沖縄市で唯一の琉球ガラス工房「Glass studio 尋」のオーナー作家 屋我平尋さんは、吹きガラスだけでなく、多彩な技術を駆使して自身の作品を創っています。
   元々ステンドグラスの作品を創っていた屋我さんは、ステンドグラスの材料を作ろうと思い琉球ガラスの世界に入りました。読谷村の「宙吹ガラス工房 虹」で8年間修行した後、16年前に「Glass studio 尋」を設立しました。
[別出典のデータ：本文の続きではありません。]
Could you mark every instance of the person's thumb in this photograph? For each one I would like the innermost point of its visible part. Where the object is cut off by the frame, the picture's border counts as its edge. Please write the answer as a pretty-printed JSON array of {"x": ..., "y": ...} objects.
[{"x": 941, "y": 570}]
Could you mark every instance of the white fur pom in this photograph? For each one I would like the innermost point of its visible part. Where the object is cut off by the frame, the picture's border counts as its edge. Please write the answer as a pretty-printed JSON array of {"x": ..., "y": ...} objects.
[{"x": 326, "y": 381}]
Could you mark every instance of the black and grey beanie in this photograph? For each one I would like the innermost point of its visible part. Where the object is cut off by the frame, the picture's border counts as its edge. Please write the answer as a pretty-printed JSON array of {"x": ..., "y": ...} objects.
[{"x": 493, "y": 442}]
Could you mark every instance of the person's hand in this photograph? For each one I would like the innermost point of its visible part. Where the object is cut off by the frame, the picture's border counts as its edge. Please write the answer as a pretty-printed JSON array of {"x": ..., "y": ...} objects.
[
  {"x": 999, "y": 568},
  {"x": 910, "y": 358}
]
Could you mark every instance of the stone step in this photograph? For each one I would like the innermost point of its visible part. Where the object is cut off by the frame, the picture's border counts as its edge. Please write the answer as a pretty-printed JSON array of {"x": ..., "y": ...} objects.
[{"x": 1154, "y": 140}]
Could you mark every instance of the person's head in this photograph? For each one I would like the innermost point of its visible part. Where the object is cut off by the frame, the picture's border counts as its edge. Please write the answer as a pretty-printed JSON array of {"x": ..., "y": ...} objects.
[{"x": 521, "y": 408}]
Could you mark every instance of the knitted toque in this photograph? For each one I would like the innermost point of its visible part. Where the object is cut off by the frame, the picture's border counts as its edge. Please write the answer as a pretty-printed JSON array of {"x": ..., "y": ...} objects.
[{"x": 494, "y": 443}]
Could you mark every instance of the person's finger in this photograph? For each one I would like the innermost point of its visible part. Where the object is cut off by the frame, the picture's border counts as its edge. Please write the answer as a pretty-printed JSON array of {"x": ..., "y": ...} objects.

   従来の色ガラスを用いて作品を創るだけではなく、ガラスを溶かして別の色のガラスとかけあわせ、ここでしか作れない色を生み出しています。また、一方では、昔ながらに廃瓶を再利用した器等も作っています。
   用いている技法も様々で、砕いたガラスを重ねて立体感を出すなど、自由な発想で屋我さんならではのガラスの世界を表現しています。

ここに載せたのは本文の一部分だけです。